Absolute convergence: ratio/root test n/n^n

[SpicyPepper]

Homework Statement

Doing some problems from textbook, I need to determine whether the series is absolutely convergent, conditionally convergent, or divergent.

n!/n^n

I plugged it into WA, and it says the series doesn't converge, but I'm not sure how to figure it out.

Homework Equations

The Attempt at a Solution

First, I applied the root test

lim n->inf \frac{(n+1)!}{(n+1)^n} * \frac{n^n}{n!}

lim n->inf \frac{(n+1)n!}{(n+1)(n+1)^n} * \frac{n^n}{n!}

I reduce this, and apply the root test:

lim n->inf \sqrt[n]{\frac{n^n}{(n+1)^n}}

lim n->inf \frac{n}{n+1}

lim n->inf \frac{1}{1 + 1/n}

= 1

1 means that it's inconclusive. I'm not sure if I applied the tests incorrectly or if I'm supposed to try something else.

 

[Billy Bob]

It seems you took the root of the ratio. That's wrong. Don't combine the two tests. Use one or the other.

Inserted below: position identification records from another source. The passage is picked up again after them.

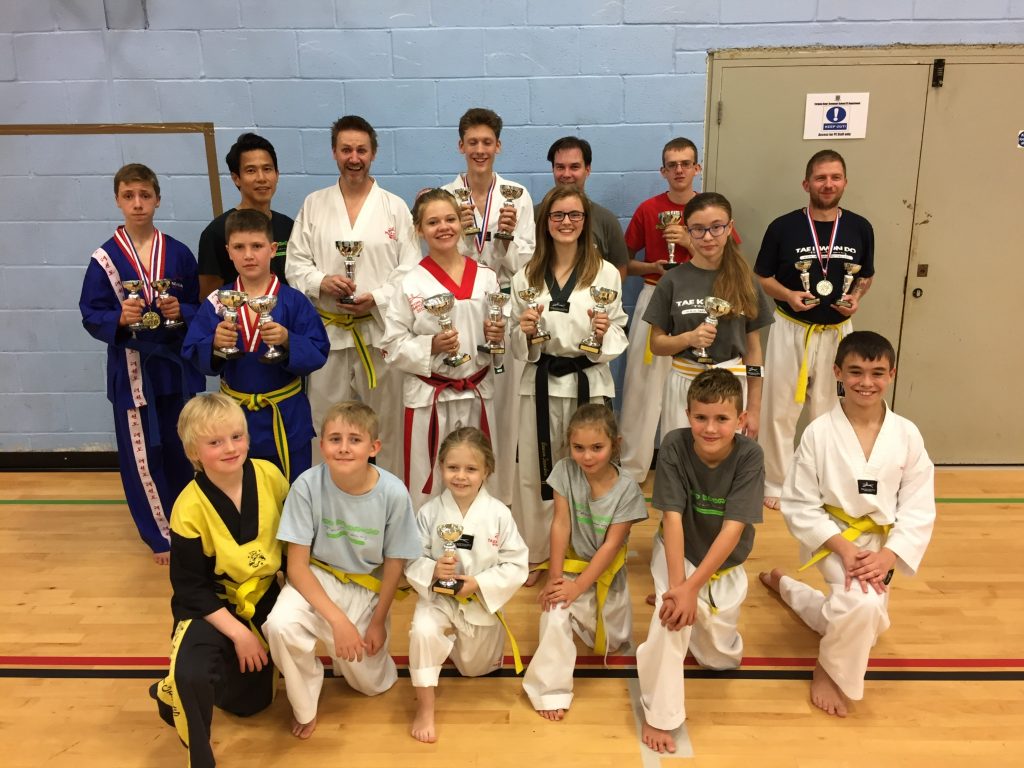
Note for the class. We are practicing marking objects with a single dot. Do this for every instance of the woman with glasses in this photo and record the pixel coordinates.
(566, 347)
(680, 321)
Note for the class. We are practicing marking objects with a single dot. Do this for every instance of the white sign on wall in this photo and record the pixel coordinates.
(832, 116)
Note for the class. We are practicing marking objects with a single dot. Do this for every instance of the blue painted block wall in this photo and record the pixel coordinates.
(626, 74)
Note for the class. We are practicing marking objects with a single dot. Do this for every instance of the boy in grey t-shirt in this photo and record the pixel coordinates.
(349, 528)
(709, 487)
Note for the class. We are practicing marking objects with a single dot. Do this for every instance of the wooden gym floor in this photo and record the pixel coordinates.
(86, 625)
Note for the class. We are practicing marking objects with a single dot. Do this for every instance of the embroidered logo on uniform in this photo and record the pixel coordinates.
(256, 558)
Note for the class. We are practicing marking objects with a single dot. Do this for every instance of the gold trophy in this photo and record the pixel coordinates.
(163, 287)
(348, 249)
(851, 270)
(263, 305)
(440, 306)
(715, 307)
(496, 301)
(230, 302)
(602, 297)
(465, 200)
(668, 218)
(529, 296)
(450, 534)
(512, 193)
(804, 266)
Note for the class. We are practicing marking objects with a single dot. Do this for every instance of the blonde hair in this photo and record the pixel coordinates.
(355, 414)
(599, 416)
(588, 259)
(475, 439)
(734, 282)
(201, 416)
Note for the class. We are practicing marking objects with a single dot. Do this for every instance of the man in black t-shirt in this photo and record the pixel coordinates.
(253, 165)
(825, 243)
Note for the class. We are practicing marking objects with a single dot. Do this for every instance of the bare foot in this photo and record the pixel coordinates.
(423, 723)
(303, 730)
(658, 740)
(771, 579)
(825, 694)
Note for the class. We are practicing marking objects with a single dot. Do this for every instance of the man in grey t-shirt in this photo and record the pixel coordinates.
(570, 158)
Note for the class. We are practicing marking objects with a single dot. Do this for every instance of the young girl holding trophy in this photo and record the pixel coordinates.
(709, 312)
(473, 562)
(567, 323)
(435, 336)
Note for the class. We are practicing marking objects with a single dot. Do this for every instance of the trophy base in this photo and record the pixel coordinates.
(444, 588)
(540, 339)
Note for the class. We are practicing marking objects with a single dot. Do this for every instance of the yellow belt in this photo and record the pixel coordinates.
(857, 525)
(261, 400)
(366, 581)
(809, 330)
(350, 323)
(691, 370)
(574, 564)
(245, 596)
(501, 617)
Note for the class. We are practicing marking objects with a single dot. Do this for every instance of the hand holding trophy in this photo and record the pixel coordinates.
(450, 534)
(715, 307)
(440, 306)
(602, 297)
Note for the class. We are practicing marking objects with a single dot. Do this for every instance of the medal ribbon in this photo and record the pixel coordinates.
(481, 237)
(156, 270)
(817, 245)
(250, 328)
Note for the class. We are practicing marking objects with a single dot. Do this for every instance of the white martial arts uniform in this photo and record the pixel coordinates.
(506, 261)
(895, 486)
(706, 498)
(389, 247)
(532, 514)
(549, 679)
(642, 385)
(353, 535)
(459, 396)
(492, 551)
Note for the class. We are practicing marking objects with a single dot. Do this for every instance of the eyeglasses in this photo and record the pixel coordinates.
(698, 232)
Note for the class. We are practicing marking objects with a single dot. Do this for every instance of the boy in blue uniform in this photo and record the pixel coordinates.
(146, 381)
(276, 408)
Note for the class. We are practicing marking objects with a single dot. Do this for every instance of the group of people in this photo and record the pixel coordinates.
(451, 361)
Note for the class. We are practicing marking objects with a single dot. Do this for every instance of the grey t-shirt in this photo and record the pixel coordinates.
(590, 517)
(677, 306)
(706, 497)
(353, 534)
(607, 235)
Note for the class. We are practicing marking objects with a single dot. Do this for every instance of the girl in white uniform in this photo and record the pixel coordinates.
(489, 564)
(559, 376)
(440, 397)
(595, 506)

The ratio test will work. (Your first step has a typo, but the second step has fixed it.) To finish it off, observe

\frac{n^n}{(n+1)^n}=\frac{1}{\left( \frac{n+1}{n} \right)^n}=\frac{1}{\left( 1+\frac{1}{n} \right)^n}.

The last expression has a famous limit.

Actually the series converges, and as a double check using the comparison test, it is less than 2/n^2.

 

[SpicyPepper]

It seems you took the root of the ratio. That's wrong. Don't combine the two tests. Use one or the other.

The ratio test will work. (Your first step has a typo, but the second step has fixed it.) To finish it off, observe

\frac{n^n}{(n+1)^n}=\frac{1}{\left( \frac{n+1}{n} \right)^n}=\frac{1}{\left( 1+\frac{1}{n} \right)^n}.

The last expression has a famous limit.

Actually the series converges, and as a double check using the comparison test, it is less than 2/n^2.

Thanks for mentioning the typos, I see them. I meant to say I applied the ratio test first, and the exponent in the denominator of my first line should be n+1.

I remember the limit from deriving it with L'Hopital's rule, 1/e. Thanks, I simply didn't see I could reduce it by dividing by n^n/n^n.